Geplant sind weiters ambulante und stationäre Orientierungshilfen für unmündige Straftäter nach dem Vorbild der Bewährungshilfe sowie eine gesetzliche Pflicht zum Aufenthalt in Einrichtungen zur Pflege und Erziehung Minderjähriger unter Berücksichtigung des Schutzes der persönlichen Freiheit, wurde erläutert. Anlaufstellen und Hilfsangebote sowie bestehende Maßnahmen zur Integration sollen ausgebaut werden.

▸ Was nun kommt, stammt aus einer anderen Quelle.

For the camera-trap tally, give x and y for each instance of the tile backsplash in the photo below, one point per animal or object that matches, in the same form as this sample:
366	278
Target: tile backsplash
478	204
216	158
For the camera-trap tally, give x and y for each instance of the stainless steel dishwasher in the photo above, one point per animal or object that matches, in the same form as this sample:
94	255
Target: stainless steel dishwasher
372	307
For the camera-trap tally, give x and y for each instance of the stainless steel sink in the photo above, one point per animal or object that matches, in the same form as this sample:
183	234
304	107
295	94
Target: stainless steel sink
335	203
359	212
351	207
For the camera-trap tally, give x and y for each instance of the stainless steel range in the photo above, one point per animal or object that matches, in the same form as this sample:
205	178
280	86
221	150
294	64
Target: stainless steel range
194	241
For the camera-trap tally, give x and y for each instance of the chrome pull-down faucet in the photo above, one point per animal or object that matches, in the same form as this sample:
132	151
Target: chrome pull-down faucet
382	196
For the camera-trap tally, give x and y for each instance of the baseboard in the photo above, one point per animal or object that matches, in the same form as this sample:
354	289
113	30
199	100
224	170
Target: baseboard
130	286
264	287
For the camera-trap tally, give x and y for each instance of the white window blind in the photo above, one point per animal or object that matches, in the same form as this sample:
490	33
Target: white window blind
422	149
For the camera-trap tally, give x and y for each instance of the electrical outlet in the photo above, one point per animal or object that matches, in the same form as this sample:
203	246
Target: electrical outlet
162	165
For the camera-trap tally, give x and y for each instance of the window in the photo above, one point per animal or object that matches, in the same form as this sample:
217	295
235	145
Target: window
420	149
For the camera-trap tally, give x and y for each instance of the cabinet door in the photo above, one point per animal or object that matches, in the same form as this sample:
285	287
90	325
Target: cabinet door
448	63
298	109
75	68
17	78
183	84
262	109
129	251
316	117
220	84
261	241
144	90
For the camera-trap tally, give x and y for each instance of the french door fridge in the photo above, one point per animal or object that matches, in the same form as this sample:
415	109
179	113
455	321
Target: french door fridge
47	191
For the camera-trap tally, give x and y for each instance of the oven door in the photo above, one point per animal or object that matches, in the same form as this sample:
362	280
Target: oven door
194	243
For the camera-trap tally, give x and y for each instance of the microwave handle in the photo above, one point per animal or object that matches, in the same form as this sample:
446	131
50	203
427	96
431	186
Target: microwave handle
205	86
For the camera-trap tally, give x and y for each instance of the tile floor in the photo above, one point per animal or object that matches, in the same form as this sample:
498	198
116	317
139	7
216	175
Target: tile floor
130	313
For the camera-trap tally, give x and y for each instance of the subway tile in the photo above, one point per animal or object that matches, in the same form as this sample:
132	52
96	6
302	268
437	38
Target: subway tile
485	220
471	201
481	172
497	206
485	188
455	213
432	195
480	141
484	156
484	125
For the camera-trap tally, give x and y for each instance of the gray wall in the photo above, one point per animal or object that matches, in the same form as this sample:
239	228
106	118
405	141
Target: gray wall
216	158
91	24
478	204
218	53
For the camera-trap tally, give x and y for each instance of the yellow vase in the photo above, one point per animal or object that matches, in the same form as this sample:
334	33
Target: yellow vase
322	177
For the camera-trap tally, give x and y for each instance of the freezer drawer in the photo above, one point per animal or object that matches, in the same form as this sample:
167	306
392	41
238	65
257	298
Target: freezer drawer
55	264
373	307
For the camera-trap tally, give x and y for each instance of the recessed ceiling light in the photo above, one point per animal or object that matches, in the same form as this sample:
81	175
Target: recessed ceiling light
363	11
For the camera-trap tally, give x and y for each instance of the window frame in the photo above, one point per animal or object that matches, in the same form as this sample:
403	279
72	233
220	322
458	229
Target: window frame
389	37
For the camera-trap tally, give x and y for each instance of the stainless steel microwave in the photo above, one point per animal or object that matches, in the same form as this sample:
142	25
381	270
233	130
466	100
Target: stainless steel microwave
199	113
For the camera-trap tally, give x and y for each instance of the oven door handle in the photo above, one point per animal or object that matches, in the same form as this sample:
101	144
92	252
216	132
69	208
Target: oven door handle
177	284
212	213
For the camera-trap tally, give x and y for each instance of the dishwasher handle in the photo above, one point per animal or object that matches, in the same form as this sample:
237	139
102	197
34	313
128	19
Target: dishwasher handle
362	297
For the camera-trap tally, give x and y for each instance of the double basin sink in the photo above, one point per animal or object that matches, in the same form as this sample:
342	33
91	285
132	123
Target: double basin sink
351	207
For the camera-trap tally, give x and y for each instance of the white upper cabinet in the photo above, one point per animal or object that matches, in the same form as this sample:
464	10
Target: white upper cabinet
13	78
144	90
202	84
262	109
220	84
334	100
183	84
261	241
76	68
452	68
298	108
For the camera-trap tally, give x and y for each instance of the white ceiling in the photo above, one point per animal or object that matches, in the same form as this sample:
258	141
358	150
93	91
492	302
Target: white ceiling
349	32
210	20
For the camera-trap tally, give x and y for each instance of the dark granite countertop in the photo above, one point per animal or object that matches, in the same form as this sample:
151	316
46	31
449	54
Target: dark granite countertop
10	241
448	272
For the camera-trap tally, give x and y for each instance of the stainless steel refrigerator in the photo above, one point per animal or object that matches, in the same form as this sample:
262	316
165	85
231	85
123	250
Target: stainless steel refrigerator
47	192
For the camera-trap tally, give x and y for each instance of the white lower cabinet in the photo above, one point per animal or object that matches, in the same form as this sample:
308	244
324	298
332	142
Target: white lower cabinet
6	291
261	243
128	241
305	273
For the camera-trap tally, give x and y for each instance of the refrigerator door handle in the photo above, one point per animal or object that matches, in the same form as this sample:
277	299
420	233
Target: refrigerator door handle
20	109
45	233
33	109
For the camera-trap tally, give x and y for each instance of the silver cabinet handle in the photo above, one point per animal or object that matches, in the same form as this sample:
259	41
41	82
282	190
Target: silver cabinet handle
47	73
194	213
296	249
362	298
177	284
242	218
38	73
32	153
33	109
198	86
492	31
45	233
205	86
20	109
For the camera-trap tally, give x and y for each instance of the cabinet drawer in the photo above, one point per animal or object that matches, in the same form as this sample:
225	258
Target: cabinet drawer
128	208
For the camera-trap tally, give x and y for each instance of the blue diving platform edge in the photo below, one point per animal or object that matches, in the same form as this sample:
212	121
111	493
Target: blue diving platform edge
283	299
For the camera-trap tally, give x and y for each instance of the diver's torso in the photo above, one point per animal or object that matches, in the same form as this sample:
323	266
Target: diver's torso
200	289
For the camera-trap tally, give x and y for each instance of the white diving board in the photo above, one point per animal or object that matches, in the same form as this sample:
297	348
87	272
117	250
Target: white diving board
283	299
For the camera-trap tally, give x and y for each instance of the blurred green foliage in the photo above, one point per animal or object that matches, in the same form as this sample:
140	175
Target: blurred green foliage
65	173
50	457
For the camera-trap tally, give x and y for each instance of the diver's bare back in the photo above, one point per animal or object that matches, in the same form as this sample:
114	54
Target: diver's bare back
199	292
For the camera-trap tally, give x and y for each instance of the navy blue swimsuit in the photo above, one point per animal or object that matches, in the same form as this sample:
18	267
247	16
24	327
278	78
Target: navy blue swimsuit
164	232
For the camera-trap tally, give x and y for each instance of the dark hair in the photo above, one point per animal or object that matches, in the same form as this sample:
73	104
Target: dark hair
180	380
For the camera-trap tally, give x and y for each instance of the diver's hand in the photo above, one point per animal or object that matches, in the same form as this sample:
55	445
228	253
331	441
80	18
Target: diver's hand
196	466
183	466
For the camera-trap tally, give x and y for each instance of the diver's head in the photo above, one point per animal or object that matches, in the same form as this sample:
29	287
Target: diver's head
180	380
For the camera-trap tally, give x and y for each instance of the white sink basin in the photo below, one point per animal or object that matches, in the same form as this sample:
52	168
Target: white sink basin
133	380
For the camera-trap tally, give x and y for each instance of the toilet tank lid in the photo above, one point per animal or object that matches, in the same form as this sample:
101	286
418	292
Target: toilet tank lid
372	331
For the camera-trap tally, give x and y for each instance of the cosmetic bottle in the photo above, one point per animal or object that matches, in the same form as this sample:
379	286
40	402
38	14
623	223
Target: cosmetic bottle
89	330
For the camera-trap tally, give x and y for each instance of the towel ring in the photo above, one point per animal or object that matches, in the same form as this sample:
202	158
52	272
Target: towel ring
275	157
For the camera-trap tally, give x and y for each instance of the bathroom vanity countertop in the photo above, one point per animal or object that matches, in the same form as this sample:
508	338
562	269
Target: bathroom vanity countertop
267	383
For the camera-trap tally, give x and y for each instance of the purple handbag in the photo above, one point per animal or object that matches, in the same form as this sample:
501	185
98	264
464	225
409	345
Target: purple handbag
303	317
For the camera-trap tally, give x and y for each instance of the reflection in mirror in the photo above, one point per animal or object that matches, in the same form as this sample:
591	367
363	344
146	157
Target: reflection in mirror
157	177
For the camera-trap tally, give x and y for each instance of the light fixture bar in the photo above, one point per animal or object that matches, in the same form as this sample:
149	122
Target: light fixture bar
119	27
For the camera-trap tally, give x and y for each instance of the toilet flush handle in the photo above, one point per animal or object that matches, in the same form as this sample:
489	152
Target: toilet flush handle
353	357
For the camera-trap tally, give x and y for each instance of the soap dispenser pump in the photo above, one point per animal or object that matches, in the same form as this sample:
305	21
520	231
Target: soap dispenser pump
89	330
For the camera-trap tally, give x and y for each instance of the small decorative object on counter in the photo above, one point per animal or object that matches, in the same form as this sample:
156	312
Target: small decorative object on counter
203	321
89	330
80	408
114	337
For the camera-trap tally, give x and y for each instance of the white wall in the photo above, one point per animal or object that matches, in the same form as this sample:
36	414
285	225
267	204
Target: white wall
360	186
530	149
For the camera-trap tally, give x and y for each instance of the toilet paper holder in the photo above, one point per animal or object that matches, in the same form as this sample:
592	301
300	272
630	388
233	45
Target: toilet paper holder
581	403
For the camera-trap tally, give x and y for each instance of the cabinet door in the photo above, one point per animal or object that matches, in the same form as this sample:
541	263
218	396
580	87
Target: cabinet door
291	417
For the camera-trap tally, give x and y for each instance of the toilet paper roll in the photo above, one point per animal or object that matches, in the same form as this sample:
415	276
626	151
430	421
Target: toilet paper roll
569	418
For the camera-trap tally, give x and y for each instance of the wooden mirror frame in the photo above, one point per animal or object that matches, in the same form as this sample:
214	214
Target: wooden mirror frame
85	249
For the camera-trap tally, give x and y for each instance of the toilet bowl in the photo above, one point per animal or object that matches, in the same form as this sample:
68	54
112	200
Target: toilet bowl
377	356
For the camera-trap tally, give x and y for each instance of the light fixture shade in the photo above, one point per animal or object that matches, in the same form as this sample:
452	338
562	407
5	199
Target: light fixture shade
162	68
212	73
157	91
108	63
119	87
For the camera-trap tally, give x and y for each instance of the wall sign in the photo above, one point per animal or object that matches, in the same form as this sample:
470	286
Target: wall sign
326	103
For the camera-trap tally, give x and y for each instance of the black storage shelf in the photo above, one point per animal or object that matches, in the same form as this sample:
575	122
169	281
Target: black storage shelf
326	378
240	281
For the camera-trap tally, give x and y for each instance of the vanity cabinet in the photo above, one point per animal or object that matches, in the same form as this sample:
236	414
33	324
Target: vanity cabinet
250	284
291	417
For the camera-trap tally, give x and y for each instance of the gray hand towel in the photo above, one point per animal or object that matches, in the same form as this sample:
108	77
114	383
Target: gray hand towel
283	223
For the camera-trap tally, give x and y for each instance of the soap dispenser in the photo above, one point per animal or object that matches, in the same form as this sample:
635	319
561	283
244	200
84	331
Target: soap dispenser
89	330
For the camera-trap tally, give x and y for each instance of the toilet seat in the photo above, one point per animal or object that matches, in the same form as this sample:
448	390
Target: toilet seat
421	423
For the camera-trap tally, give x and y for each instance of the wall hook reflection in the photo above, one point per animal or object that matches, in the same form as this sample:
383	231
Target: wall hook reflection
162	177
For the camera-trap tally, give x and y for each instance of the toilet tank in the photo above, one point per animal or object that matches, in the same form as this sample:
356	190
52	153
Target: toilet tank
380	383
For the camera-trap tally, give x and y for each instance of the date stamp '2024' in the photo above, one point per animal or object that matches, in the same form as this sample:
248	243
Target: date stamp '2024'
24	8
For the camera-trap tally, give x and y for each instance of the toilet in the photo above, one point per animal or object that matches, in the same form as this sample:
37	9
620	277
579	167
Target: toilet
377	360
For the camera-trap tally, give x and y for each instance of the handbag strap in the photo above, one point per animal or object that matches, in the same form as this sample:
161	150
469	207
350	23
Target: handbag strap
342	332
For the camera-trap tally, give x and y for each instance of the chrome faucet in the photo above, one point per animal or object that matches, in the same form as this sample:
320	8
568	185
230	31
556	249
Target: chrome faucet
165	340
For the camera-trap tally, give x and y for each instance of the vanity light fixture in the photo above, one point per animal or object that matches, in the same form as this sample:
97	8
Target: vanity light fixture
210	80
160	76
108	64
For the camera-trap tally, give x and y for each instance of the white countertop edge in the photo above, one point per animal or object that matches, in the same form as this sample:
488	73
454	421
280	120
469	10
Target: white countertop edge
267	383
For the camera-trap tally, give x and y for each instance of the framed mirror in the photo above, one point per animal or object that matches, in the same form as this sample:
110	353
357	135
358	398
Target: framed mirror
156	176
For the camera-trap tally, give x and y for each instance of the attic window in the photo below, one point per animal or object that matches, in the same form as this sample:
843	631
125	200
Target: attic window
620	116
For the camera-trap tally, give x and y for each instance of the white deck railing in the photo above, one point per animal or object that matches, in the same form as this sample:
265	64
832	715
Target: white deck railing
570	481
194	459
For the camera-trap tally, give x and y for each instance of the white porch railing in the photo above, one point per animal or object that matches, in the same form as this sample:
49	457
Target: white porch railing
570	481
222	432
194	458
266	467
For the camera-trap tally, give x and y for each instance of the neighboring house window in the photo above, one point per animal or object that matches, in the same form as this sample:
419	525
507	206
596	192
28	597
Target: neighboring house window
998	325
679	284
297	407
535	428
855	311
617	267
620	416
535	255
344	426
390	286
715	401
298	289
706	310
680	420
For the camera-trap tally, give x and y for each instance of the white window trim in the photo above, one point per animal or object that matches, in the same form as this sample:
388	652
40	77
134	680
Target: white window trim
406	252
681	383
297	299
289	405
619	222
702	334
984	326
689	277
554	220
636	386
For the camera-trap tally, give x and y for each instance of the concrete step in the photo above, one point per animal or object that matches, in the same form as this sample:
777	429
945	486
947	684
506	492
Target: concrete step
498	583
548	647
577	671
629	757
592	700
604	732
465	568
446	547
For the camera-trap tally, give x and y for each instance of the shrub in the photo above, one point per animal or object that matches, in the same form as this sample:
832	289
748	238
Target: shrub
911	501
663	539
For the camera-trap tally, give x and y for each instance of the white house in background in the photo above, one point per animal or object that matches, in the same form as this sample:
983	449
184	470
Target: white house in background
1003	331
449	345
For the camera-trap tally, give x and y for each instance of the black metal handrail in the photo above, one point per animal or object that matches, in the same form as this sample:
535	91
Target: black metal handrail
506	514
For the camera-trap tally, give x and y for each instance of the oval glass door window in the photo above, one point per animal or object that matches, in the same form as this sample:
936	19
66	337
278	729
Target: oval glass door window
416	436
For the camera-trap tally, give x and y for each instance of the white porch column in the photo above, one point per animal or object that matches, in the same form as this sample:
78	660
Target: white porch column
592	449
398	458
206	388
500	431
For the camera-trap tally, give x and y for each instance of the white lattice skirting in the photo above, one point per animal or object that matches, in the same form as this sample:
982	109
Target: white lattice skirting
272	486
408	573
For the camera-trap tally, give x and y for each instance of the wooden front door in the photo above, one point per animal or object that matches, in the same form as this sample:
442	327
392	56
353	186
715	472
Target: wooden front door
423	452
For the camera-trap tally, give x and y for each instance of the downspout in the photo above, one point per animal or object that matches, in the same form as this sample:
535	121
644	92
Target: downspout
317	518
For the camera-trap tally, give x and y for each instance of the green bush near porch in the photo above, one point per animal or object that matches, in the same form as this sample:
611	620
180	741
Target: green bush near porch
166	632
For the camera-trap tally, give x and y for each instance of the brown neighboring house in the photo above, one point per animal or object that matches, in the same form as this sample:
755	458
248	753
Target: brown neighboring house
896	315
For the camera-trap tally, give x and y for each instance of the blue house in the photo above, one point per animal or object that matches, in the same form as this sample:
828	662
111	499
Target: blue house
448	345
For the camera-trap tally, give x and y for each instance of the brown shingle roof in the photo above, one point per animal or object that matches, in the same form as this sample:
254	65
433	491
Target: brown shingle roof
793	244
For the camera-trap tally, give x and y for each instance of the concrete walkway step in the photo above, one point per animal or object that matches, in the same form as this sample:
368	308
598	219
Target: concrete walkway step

„Erst im März hatte die ÖVP die Möglichkeit gehabt, mit ihrer Zustimmung zu den freiheitlichen Anträgen eine Senkung der Strafmündigkeit umzusetzen, mit dem Ergebnis, dass die Abgeordneten der ÖVP zweimal dagegen gestimmt haben“, kritisierte FPÖ-Generalsekretär Michael Schnedlitz in einer Aussendung. Die Idee sei eine langjährige freiheitliche Forderung. Ablehnung kam von der Bundesjugendvertretung: „Eine Herabsetzung der Strafmündigkeit auf unter 14 Jahre ist eine Verletzung der Kinderrechte. Statt härteren Strafen braucht es eine Stärkung der Kinder- und Jugendhilfe und einen Ausbau der Jugendarbeit, damit Kinder erst gar nicht in den Konflikt mit dem Gesetz kommen“, hieß es in einem Statement. (APA.)